A Book To Get Fucked Up About
There are specific talismans for girls who grew up in our generation believing they were broken: the song Paper Bag by Fiona Apple, notebooks filled with magazine clippings, the movie Girl Interrupted, a special Livejournal or Xanga account we never gave our friend’s the username for so it could just be for us. Cat Marnell’s How to Murder Your Life is a new one, either anachronistically made for us, or fashioned for the daughters we haven’t had yet, but already feel sad for.
Here we watch Cat dabble with and then dive face first into drugs while going to private school and fancy parties and wearing clothes we grew up dreaming about. She gets jobs we grew up dreaming about, too. She says insane things like “My tan looked fantastic! I was ready for rehab.”
It’s all very exciting and glamorous in the way only a certain type of person can envision a crippling series of addictions to be glamorous. (If you’re in that category, you should prepare to spend some sleepless nights after reading wondering why your addictions are ugly instead of glamorous, since they’re all going to gut us just the same — by the way).
It’s an addiction memoir for realists who’ve always wanted to get better but have also known there’s no magic pill — for girls who suspected those that talk about how their lives have changed because of yoga or green juice or jesus to be completely full of shit. There are almost 400 pages of deep, dark struggle (which also are funny and engaging as hell) — but there’s no ending, which is the only honest way to finish an addiction memoir.
Cat isn’t healed at the end. She’s spend some time (in Thai rehab!) focusing on herself and getting better — and she is better. But she’s just better, she’s not healed.
In all her dirtiness, Cat is smarter than most people who write about their dirty pasts. She’s not a grifter here to tell you that if you can manage to replace your addiction to angel dust with an addiction to a prescribed set of spiritual beliefs you can live happily ever after.
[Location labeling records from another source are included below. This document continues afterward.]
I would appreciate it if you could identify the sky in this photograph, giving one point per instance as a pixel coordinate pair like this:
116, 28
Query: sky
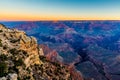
33, 10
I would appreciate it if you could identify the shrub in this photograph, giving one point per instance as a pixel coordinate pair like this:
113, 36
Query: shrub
0, 43
3, 69
1, 30
3, 57
43, 58
13, 51
18, 62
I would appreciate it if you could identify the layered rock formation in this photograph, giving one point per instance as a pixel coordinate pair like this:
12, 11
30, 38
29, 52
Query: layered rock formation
22, 59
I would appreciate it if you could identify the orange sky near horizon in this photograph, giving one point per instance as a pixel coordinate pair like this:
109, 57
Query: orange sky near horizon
36, 10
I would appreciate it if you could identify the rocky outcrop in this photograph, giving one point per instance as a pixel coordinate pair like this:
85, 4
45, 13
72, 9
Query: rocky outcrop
22, 59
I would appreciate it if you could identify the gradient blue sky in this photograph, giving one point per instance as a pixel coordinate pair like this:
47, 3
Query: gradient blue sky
59, 9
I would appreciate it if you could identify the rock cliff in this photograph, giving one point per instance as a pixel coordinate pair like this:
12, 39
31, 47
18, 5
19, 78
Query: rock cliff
22, 59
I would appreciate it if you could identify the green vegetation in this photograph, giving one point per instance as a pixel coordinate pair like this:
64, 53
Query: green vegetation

Our own patron saint, Sylvia Plath, reminds us that those kind of changes only happen if you’re willing to spend your whole life fervently keeping up (and not questioning) the belief it requires. (From The Bell Jar: The only problem was, Church, even the Catholic Church, didn’t take up the whole of your life No matter how much you knelt and prayed, you still had to eat three meals a day and have a job and live in the world.)
There is no before and after. No magic pill. No transformation story except to say every day, you have to try just as hard.
How to Murder Your Life is out Tuesday.